Below are some considerations to ensure export control compliant non-disclosure agreements:
Need to Know: In many non-disclosure agreements this “need to know” principle is referred as limitation to disclose however in an export control compliant non-disclosure agreement this should also refer to purpose of the agreement and connection with the information to be kept confidential and/or disclosed. This is crucial to highlight and limit the borders of information exchange and enable parties to defend themselves by means of any export control failure.
Classify the Information: This is not only related to sensitive information as generally referred under defense projects. Before entering to a non-disclosure agreement each party shall be responsible to notice each other if there is any subject to export control information would be exchanged, or any information becomes subject to export control and what they are about.
Data Protection: Exchange of private and subjective data of a group of people or a person may be required to avoid deemed export activities. Another words; drafting a data protection clause in a non-disclosure agreement referring that personal data shall also be deemed as confidential information would not serve to the benefits on export control basis.
Protection Does Not Mean Security: Parties agree to seek and maintain a comprehensive security procedure that contains appropriate security measures to safeguard the subject to EAR information to avoid deemed export activities.
No Consent to Transfer: Authorization to release and transfer internally should be subject to policies and parties should be aware of each other’s policies which should be treated as annex of the non-disclosure agreement.
Right to Request: Parties should agree on that due to export control requirements where applicable, both parties may have the right to request any type of information from each other and to submit it to competent authorities and this does not constitute the breach of the non-disclosure agreement unless disclosed information is deemed export.
Due Care: In non-disclosure agreement parties should agree that both parties shall employ the degree of care that would be exercised by a prudent manager in discharging obligations and show their best efforts to perform their obligations and rights in a professional manner, with due care and compliant with applicable export control regulations.
Compelled Disclosure: Rights and liabilities of both parties in a form of policy in case of compelled disclosure to legal or administrative authorities shall be described to avoid any breach of export control regulations.

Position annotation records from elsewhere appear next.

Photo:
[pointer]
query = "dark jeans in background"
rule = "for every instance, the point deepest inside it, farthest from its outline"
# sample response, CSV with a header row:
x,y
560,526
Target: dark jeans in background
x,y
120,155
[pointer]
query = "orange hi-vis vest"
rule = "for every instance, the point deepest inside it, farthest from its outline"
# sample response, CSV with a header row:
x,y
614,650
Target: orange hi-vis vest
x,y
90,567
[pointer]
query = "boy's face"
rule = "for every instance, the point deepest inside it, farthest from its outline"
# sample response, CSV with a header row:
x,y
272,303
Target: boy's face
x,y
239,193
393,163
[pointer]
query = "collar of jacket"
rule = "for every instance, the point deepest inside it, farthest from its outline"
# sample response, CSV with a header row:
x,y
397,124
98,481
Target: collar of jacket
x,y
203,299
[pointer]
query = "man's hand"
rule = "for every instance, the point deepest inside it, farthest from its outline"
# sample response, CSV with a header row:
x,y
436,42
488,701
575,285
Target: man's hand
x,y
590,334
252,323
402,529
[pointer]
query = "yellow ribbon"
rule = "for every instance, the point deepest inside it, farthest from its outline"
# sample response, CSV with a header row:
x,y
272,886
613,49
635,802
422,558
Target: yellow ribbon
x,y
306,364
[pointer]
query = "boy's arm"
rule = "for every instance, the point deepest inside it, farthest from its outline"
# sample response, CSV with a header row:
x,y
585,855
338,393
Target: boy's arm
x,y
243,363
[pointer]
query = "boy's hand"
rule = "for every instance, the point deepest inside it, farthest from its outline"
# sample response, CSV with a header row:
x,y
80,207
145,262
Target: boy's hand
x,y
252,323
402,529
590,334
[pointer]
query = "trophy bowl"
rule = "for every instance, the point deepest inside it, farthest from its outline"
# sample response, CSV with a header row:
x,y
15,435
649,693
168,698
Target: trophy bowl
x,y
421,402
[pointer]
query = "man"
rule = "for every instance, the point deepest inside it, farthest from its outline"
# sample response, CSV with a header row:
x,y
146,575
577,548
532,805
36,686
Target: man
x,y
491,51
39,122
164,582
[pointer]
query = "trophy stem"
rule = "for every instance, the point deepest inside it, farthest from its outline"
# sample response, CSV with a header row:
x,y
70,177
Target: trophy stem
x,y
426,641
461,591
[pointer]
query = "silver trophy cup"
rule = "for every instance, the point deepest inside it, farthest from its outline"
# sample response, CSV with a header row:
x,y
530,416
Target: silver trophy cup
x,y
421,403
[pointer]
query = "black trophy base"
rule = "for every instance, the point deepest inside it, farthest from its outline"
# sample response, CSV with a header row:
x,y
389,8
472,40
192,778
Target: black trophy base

Remedies: It is obvious that money damages would not be a sufficient remedy for any breach by means of export control regulations. Parties are suggested to seek specific performance and to draft remedy clauses accordingly.
As stated above, export control is not a contract linked matter. It originates in technology and information owned and controlled in a different jurisdiction. While parties assume that non-disclosure agreements by and between themselves are enough to secure the confidentiality, any tolerance or ignorance of export control perspective may ultimately result with crippling conflicts.